Erdoğan'ın konuşmasından satırbaşları şöyle:
— (Almanya ziyareti) Kritik bir dönemde son derece verimli, son derece başarılı bir ziyaret yaptık.
— İki gün boyunca yaptığımız temasların köklü Türk-Alman dostluğunu daha da perçinlediğini düşünüyorum.
— Gerek Sayın Steinmeier gerekse Sayın Merkel ile görüşmelerimizde iki ülkeyi yakından ilgilendiren meseleleri samimiyetle ele aldık.
— Son dönemdeki bazı fikir ayrılıklarını bir yana koyarak bundan sonra ortak menfaatlerimize odaklanmamız gerektiğini vurguladım.
— Birçoğunuz çifte vatandaş oldunuz. Bu işin önünü kestiler. Yetkililerle görüştük, bu işin önünü açmalısınız dedim.
— 3,5 milyon soydaşımız, vatandaşımız var burada. Önlerini açsalar, onlar da çifte vatandaş olarak Almanya'da bulunsa ne olur sanki?
— (Çifte vatandaşlık verilmesi konusunda) Sicili bozuk olmadıktan sonra niye vermeyelim?
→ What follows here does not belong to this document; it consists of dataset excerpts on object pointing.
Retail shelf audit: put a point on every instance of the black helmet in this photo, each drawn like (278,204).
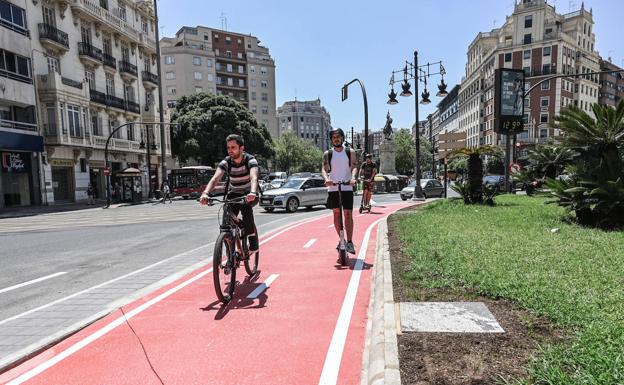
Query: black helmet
(336,130)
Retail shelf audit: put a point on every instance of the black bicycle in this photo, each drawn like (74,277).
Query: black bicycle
(231,248)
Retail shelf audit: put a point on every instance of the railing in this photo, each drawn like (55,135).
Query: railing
(126,67)
(150,77)
(71,82)
(113,101)
(133,107)
(98,97)
(47,31)
(87,49)
(17,125)
(109,60)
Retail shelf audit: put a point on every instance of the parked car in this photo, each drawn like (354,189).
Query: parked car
(296,192)
(431,188)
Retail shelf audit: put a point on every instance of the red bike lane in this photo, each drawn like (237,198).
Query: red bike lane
(307,327)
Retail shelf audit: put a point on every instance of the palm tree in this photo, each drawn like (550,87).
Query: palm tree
(549,160)
(474,169)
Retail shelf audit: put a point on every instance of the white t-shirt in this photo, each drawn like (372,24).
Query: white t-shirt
(340,169)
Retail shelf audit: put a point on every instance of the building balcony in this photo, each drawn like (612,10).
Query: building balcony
(133,107)
(89,54)
(53,39)
(93,12)
(98,97)
(115,102)
(128,71)
(150,80)
(110,63)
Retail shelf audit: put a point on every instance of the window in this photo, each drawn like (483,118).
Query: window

Yeter ki sicili sağlam olsun.
— (DİTİB Camisi) Burası, bizi Avrupa'nın ötekisi, düşmanı gibi göstermeye çalışanlara inat, bu topraklardaki varlığımızın timsali olmalıdır.
— Adı, iddiası, ideolojisi ne olursa olsun teröre bulaşan, şiddete bulaşan, Müslümanların canına kasteden hiçbir yapının İslam'la, Müslümanlıkla, bizim inancımızla bağı yoktur.
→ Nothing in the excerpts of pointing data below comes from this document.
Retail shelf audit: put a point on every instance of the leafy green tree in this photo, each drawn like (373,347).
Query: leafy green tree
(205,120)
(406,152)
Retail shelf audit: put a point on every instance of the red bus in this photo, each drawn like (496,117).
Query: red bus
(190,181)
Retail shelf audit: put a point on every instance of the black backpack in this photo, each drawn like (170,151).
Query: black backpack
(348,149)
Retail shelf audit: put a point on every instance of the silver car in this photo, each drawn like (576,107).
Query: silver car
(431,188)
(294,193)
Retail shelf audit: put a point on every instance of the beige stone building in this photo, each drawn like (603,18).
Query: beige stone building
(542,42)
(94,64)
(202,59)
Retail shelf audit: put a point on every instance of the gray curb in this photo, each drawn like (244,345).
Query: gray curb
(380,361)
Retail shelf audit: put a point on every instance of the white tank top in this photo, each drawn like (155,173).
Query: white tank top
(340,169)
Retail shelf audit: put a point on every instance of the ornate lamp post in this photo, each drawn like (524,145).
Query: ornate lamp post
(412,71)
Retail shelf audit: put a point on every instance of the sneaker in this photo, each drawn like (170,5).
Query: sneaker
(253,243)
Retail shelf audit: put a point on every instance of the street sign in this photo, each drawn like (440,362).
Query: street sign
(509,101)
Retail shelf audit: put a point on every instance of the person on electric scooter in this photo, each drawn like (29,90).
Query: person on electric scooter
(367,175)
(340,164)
— Bizim nazarımızda Berlin'de pazar yerindeki sivilleri katleden DEAŞ'lı caniler neyse 2 ay önce 11 aylık Bedirhan bebeği annesiyle beraber şehit eden PKK'lı katiller de odur.
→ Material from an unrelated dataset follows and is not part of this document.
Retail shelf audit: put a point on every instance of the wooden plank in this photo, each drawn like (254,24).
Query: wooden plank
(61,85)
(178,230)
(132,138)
— Bugüne kadar en fazla zararı Müslümanlara vermiş, en çok Müslüman kanı dökmüş terör örgütleri İslamist ve Cihadist gibi ifadelerle yine Müslümanlara yamanmak isteniyor.
— Demokrasi düşmanlarının, Avrupa'nın demokratik kurumlarını istismar etmesine daha fazla göz yumulmamalıdır.
— Avrupa başkentlerinin caddeleri ve meydanları terör örgütünün paçavralarıyla daha fazla kirletilmemelidir.
— Bir Mesut Özil, bir İlkay'ımız… İngiltere'de kendileriyle bir fotoğraf çektirdik diye bu toplumdan dışladılar. Alman Milli Takımı'na kadar yükselmiş olan bu iki gencimizin dışlanmasını ben onun Cumhurbaşkanı olarak doğrusu hazmedemedim.